Glenn E. Bugos is head of The Prologue Group, a company specializing in the study of the history of high technology. He has worked on supersonic flight, having written a history of the development of the McDonnell F-4 Phantom II, Engineering the F-4 Phantom II: Parts into Systems (Naval Institute Press, 1996).

Andrew J. Butrica, a graduate of the doctoral program in the history of science and technology at Iowa State University, is a research historian and author of numerous articles and papers on the history of electricity and electrical engineering in the United States and France and the history of science and technology in nineteenth-century France. He is the author of a corporate history, Out of Thin Air: A History of Air Products and Chemicals, Inc., 1940-1990, published by Praeger in 1990; To Seen the Unseen: A History of Planetary Radar Astronomy, published as SP-4218 in the NASA History Series in 1996; and editor of Beyond the Ionosphere: Fifty Years of Satellite Communication (NASA SP-4217, 1997).

Steven T. Corneliussen, a longtime student of NACA history, is an editor and writer at Jefferson Lab, a national particle physics laboratory near NASA Langley Research Center, Hampton, Virginia.

Vinginia P. Dawson is founder and president of History Enterprises, Inc., located in Cleveland, Ohio. The company specializes in producing business and institutional histories in a variety of print and electronic formats and organizing archives. She is author of Engines and Innovation: Lewis Laboratory and American Propulsion Technology (NASA-SP-4306).

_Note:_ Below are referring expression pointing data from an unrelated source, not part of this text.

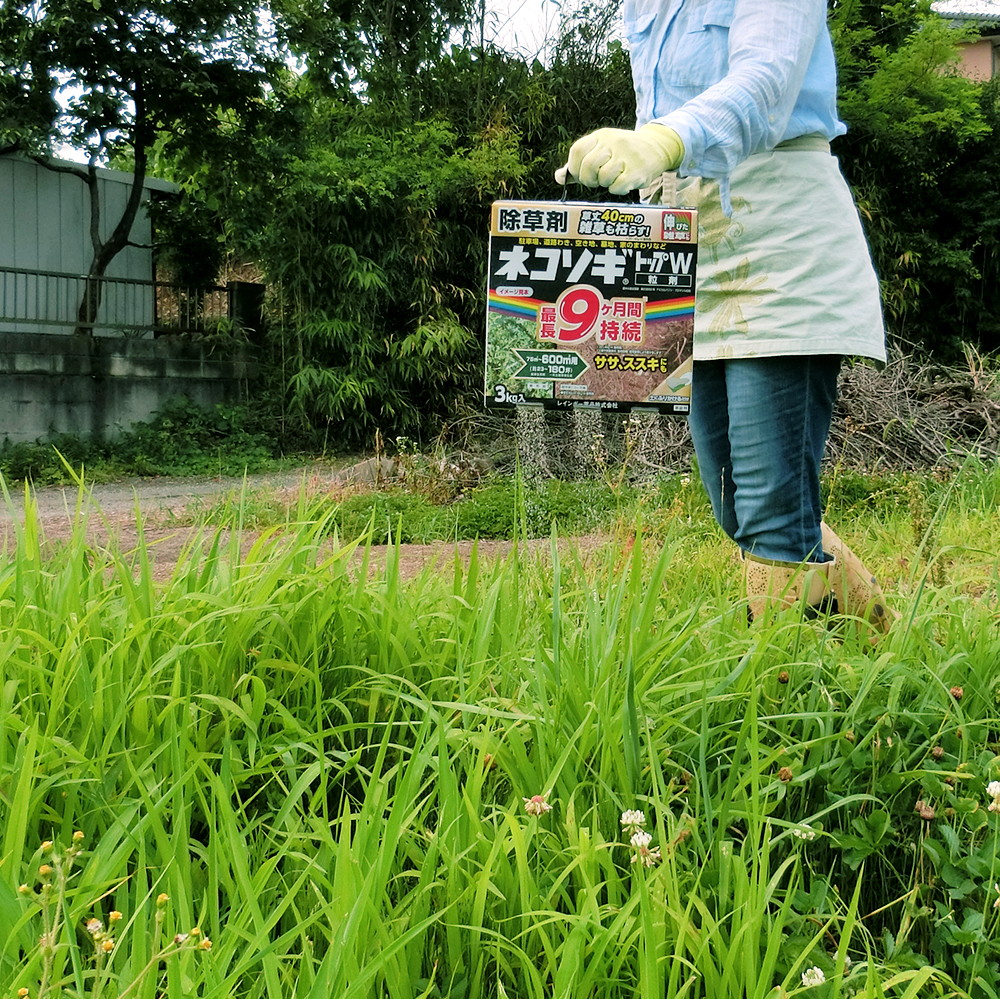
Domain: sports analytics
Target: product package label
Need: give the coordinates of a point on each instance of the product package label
(590, 305)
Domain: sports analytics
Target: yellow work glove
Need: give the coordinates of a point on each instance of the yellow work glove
(623, 160)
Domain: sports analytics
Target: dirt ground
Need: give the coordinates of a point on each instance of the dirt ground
(110, 514)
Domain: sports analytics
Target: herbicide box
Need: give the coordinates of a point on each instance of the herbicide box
(590, 305)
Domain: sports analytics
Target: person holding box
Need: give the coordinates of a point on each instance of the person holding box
(737, 98)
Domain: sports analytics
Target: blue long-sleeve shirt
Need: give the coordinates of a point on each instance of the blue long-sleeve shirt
(732, 77)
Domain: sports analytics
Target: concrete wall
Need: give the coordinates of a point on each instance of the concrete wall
(979, 59)
(99, 386)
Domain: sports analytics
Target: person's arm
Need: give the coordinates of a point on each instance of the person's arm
(770, 46)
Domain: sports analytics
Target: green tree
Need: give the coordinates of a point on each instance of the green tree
(126, 73)
(922, 155)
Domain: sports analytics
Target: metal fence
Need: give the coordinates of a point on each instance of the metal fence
(53, 302)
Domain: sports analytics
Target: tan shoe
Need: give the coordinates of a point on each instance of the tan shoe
(857, 591)
(773, 585)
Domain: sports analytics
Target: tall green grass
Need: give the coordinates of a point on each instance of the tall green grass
(323, 767)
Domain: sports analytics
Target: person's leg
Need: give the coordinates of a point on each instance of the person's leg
(779, 412)
(709, 425)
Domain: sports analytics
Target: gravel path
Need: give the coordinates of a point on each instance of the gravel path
(110, 511)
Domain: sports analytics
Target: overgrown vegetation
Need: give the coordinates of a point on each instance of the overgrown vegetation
(281, 776)
(181, 440)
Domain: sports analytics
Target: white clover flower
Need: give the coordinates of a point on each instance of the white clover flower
(633, 817)
(646, 857)
(537, 805)
(640, 839)
(813, 977)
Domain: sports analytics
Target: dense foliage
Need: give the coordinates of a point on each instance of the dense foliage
(361, 783)
(357, 185)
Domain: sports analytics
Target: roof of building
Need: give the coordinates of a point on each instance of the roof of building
(981, 11)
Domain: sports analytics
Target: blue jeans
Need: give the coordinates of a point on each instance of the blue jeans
(760, 427)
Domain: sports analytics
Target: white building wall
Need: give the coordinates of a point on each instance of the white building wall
(45, 226)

Henry C. Dethloff is a member of the History Department at Texas A&M University. He is the author of numerous books and articles including, "Suddenly Tomorrow Came. . . ". A History of the Johnson Space Center, 1957-1990 (NASA SP-4307, 1993); Texas A&M University: A Pictorial History, 1876-1996 (Texas A&M University Press, 1996); and several other works.

Donald C. Elder teaches history at Eastern New Mexico University, Portales. He has published several articles on space flight and his book, Out from the Behind the Eightball: A History of Project Echo, appeared in 1995 from Univelt, Inc., in the American Astronautical Society History Series.

Michael H. Gorn is an independent scholar of aerospace technology. He has written The Universal Man: Theodor von Kármán's Life in Aeronautics (Smithsonian Institution Press, 1993), and is presently working on a biography of Hugh L. Dryden, NASA deputy administrator in the 1960s, and a history of flight research.

James R. Hansen is a member of the Department of History, Auburn University, Auburn, Alabama. He has written two volumes on the history of the Langley Research Center. The first of these is Engineer in Charge: A History of the Langley Aeronautical Laboratory, 1917-1958 (NASA SP-4305, 1987). The second is The Spaceflight Revolution at NASA Langley: From the Sputnik Crisis to the Lunar Landings (NASA SP-4308, 1995). He has also published From the Ground Up: The Autobiography of an Aeronautical Engineer (Smithsonian Institution Press, 1988), with Fred E. Weick, and several articles.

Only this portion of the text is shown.